当然,像傅州成这么绝顶聪明的人,当既一听即知,只是轻抬了一下眉角,淡然一笑,那不在乎的模样,明显没放在心上。
“怎么了你有意见?”
“意见倒是没有建议倒是挺多,就不知道你愿不愿意听。”
说到这里,顾铭又说了下去。
“如今我们身份悬殊过大,像尔等这样的人配不上和你说话,所以如有什么冒失的地方,还请见谅。”
一句话把傅州成给气笑了,将桌上的笔给扔了出去。
“闭嘴,你要是再敢胡说八道,小心我扣你奖金。”
“晕,老大,咱能不能别这样?”
真是城池失火,殃及鱼池啊,童浅溪平白无故的消失,连带着他们这些下属员工都跟着遭了殃。
苍天啊,大地啊,这也太没有天理了。
想起这事,顾铭就一阵泪目。
忍不住的出口指责他。
“董事长夫人刚才来过了吧?”
“嗯。”
见傅州成这么上道,顾铭紧接着说了下去。
“都是天下父母心,有时候你不妨替他们也多考虑一下,若要一直执迷于自己的思想里,就绝对迈不过心中的那道坎,所以该放下的时候一定要放下。”
说完又加了一句。
“其实你心中的想法我也能了解,可我真心的希望你能放下过去。”
傅州成没有说话,只是长长的叹了口气,然后闭上了眼睛,借此隐藏内心翻涌的情绪,他知道这些人说的都对,甚至可以说每个人看他的眼神都带着一股怜悯。

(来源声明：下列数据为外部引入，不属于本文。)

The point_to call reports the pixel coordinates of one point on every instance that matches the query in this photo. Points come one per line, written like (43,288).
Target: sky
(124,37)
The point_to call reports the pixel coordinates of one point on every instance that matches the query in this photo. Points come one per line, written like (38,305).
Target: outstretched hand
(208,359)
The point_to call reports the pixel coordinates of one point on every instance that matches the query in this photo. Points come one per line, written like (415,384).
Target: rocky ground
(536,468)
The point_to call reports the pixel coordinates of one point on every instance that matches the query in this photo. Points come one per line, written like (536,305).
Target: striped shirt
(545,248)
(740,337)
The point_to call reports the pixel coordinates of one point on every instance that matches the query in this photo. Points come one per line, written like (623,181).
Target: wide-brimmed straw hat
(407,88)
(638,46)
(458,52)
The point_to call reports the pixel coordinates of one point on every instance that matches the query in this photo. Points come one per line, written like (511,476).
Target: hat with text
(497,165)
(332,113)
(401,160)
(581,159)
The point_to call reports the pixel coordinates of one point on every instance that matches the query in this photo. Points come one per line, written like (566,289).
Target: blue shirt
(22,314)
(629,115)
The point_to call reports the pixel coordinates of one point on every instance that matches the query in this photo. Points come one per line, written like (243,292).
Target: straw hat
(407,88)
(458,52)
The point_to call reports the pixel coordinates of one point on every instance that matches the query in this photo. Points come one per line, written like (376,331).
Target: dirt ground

都说为他好,可谁又了解过他心中真正的感受?如果能接受别的女人,他又何尝不愿。
可有些人是真的代替不了,一旦爱上就是一辈子。
本来他就是一个执拗而又特别执着的人,对于这样的事情根本不可能。
说他一根筋也罢,说他迂腐也罢,反正他是接受不了别的女人。
想象一下和她们同床共枕,心就刺痛得不行。
见傅州成如此,沈时越叹了一口气。
“你如此痴情,我都不知道是好是坏,说真的,有的时候我都看不下去。”
傅州成知道顾铭是什么意思?他想让自己活的精神一点,也想让自己变得有血有肉,可是难过的情绪怎么能允许?
前一秒的兴奋下一秒的悲伤。
总是这样时时刻刻的缠绕着他。
弄得他几欲疯狂,几欲成魔。
到最后,顾铭无语了,只好离开这儿。
“行了,我还有点事情没处理好,暂且先出去了。”
说完就点了点头。
此时再无一人,独留下傅州成,只见清风吹来,刮动着雪白的窗帘,掀起一角,然后露出一小片花海。